Rząd powinien się ugiąć
Nad tym czy rząd powinien się ugiąć pod żądaniami związków zawodowych i czy trzeba zmienić zasady naliczania podatku od najbogatszych gmin, zwanego janosikowym – zastanawiali się goście pierwszej po wakacjach audycji publicystycznej My, Wy, Oni.
W studiu Radia Olsztyn spotkali się: posłanka Prawa i Sprawiedliwości Iwona Arent, poseł Platformy Obywatelskiej Miron Sycz, poseł Polskiego Stronnictwa Ludowego Zbigniew Włodkowski oraz Krzysztof Kacprzycki z Sojuszu Lewicy Demokratycznej i Tadeusz Poźniak z Solidarnej Polski. Gospodarzem audycji był Mirosław Sochacki.
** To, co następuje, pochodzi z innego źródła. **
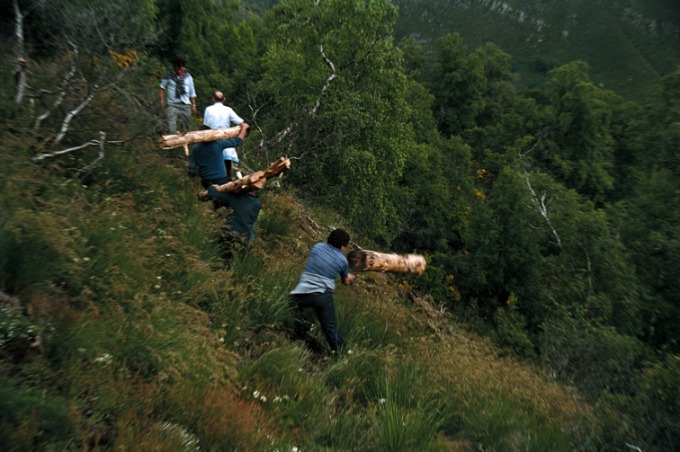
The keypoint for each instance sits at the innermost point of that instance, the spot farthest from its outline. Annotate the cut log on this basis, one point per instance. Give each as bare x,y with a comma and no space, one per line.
367,261
255,181
197,136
Posłuchaj audycji My, Wy, Oni
audycja publicystyczna My Wy Oni
Politycy komentowali związkowe manifestacje oraz postulaty protestujących, m.in. ograniczenia zatrudnienia na tzw. umowy śmieciowe i wycofaniu się rządu ze zmian dotyczących elastycznego czasu pracy. Zdaniem posłanki Prawa i Sprawiedliwości Iwony Arent manifestacja pokazała ogromne rozgoryczenie społeczne, a rząd nie wychodzi naprzeciw ani związkowcom, ani pracownikom, ani pracodawcom.
Wszystkie postulaty trzeba na spokojnie przedyskutować, bo wiele z nich trudno będzie zrealizować – uważa Miron Sycz. Poseł Platformy Obywatelskiej pochwalił organizatorów protestu za dobrze zorganizowany i pokojowy charakter manifestacji.
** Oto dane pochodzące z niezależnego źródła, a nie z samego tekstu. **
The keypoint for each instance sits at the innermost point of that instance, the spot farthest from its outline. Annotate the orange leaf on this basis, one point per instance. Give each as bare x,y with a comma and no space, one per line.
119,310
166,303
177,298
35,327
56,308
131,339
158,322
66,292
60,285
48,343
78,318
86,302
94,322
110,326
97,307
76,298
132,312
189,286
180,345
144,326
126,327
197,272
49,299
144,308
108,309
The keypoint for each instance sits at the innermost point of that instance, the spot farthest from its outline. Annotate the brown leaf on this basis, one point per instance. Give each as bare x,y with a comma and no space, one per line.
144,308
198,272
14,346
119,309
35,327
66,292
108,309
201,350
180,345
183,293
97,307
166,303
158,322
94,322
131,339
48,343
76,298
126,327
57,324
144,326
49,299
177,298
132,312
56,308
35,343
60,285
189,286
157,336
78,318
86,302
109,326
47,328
Zbigniew Włodkowski z Polskiego Stronnictwa Ludowego uważa, że ministrowie powinni byli wyjść do protestujących ze względu na zwykły szacunek do ludzi. Jego zdaniem rząd powinien rozpocząć ze związkowcami negocjacje.
Rząd wcale nie będzie chciał pomóc związkowcom – uważa Tadeusz Poźniak z Solidarnej Polski. Jego zdaniem rząd coraz częściej sięga do kieszeni najuboższych, a społeczeństwo coraz częściej jest traktowane przedmiotowo.
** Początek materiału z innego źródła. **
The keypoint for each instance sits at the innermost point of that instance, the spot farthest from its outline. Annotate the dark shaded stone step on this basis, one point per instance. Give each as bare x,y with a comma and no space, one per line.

Krzysztof Kacprzycki z SLD zaznaczył, że jego partia wie, jak korzystnie ustalić płacę minimalną. Sojusz uważa, że w Polsce godzina pracy powinna zostać wyceniona na 11 złotych.
Goście audycji My Wy Oni rozmawiali także o inicjatywie ustawodawczej Stop Janosikowe, zakładającej m.in. urealnienie liczby mieszkańców wielkich miast i ograniczenie wpłat do budżetu państwa. Janosikowe to specjalny podatek nakładany na najbogatsze samorządy. Jego przeciwnicy uważają, że świadczenie, które dla biedniejszych samorządów nie jest ważnym źródłem dochodów blokuje rozwój tych, którzy je płacą. Tymczasem większość warmińsko-mazurskich samorządów nie wyobraża sobie bez tych pieniędzy szans na rozwój. (bsc)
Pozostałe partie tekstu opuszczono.